Authorities have been implementing several projects to enhance sustainability to achieve Qatar’s 2030 vision.
Almost 290-gigawatt electricity and 32 million cubic metres of water were reduced last year thanks to Qatar’s National Programme for Conservation and Energy Efficiency [Tarsheed].
Tarsheed – run by Qatar General Electricity and Water Corporation [Kahramaa] – aims to reduce the overall growth of the country’s resource consumption.
The department’s plan seeks to reduce emissions without interfering in the national growth of the country and its industries – all of which falls under Qatar’s National Vision’s [QNV] 2030 sustainability vision.
QNV aims to “transform Qatar into an advanced society capable of achieving sustainable development” by 2030. Its goal is divided into four central pillars: economic, social, human, and environmental development.
“We reduced about 400,000 tonnes carbon footprint during the period of study to make the country green following the sustainability goal of Qatar National Vision (QNV) 2030,” said Head of Tarsheed Technology Section at Kahramaa Mohamad Khalid Al Sharshini.
Launched in 2012 under the patronage of Amir Sheikh Tamim bin Hamad Al Thani, Tarsheed has been engaging in several measures to preserve the environment and rationalise energy consumption, the official told Qatar TV.
He added that the department’s future projects include implementing fast car charging stations across the country.
“We have fast car chagrining station which is very effective in meeting QNV 2030 goals.

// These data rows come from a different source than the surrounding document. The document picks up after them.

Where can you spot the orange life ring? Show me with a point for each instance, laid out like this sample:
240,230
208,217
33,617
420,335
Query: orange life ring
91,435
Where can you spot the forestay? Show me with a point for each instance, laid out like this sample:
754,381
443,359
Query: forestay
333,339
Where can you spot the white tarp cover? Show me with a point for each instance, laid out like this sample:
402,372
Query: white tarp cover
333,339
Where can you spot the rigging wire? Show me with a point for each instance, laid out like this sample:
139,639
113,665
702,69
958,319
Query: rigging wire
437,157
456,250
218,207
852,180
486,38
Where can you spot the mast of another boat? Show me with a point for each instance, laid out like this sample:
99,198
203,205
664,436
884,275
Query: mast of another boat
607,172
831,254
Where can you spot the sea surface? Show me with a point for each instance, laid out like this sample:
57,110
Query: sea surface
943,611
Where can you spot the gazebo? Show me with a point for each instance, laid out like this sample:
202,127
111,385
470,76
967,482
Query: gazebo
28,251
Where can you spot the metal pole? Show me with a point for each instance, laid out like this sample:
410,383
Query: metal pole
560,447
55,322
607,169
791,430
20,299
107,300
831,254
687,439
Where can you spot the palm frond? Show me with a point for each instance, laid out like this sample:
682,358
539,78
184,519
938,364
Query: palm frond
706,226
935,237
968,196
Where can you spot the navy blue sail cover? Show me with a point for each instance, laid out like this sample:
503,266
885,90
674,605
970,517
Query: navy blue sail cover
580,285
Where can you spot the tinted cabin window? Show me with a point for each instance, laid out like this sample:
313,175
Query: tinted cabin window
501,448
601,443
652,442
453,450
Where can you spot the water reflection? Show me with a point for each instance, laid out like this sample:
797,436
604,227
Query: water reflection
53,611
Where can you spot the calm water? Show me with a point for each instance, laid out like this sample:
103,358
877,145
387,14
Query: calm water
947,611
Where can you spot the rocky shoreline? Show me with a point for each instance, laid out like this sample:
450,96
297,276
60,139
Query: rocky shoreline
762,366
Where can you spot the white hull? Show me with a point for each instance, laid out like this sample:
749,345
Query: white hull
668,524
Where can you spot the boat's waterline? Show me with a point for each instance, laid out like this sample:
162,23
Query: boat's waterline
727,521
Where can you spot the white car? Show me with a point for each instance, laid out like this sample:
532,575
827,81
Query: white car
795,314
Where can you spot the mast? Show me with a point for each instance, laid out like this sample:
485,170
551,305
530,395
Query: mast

The fast car charging stations will be provided across the country,” he said, adding that the project aims to produce 800-megawatt electricity from solar panels.
“We have a project to increase the efficiency of electricity use and develop Tarsheed code to support building an energy-efficient house,” said Al Sharshini.
The official added that a culture rationalisation of electricity and water consumption has been created by authorities to take the country one step closer towards achieving its sustainability goals, which is done by implementing necessary laws and regulations to influence the behaviour of consumers.
“Tarsheed also provided technical support to consumers and educated them about the importance of cutting consumption of electricity and water,” said Al Sharshini.
Climate change has been one of the frontline issues for Tarsheed.
The department has been committed to providing diverse energy sources, such as the promotion of electric cars and the use of clean and renewable energies, to tackle the global problem.
Despite worrying statistics for global warming, Qatar has been actively working on improving conditions across the country in recent years.
The Gulf nation has engaged in major efforts to boost sustainability and environment preservation with several policies and plans ahead of the much-awaited World Cup 2022.
This includes the execution of major projects in infrastructure and transportation that follow the highest international standards.
In addition, Qatar is implementing gradual transportation to full-electric includes public bus services, government school buses, and Doha Metro’s buses. This aims to reduce harmful carbon emissions caused by conventional buses in less than a decade from now, in addition to achieving efforts to maintain environmental sustainability.
Authorities are also working towards establishing an integrated network of electric car chargers, in order to support the ministry’s plan to gradually transform the electric transport system.
Such efforts are crucial to Qatar, especially as the country works towards tackling the “worst sustainability, air quality” ranks.
According to the 2017 statistics by The World Bank, Qatar comes third in the top five countries globally by the share of the population exposed to polluted air, with approximately 91 percent of breathable air described as polluted.
With 99.7 percent, Nepal tops the list, shortly followed by Niger (94.1 percent), Qatar (91 percent), India (90.9 percent) Saudi Arabia (87.9 percent) and Egypt at (87 percent).
The World Health Organisation considers air with PM2.5 concentrations over 10 micrograms per cubic metre as unhealthy and polluted, and given the Gulf country’s exposure to dirty air, the percentage is significantly high in comparison to other countries.
Meanwhile, another 2017 report by Earth Overshoot Day recorded Qatar as the top country with the poorest sustainability scores, stating that if everybody on the planet lived like Qatar’s population, 9.2 piles of earth’ worth of resources would be required to sustain life.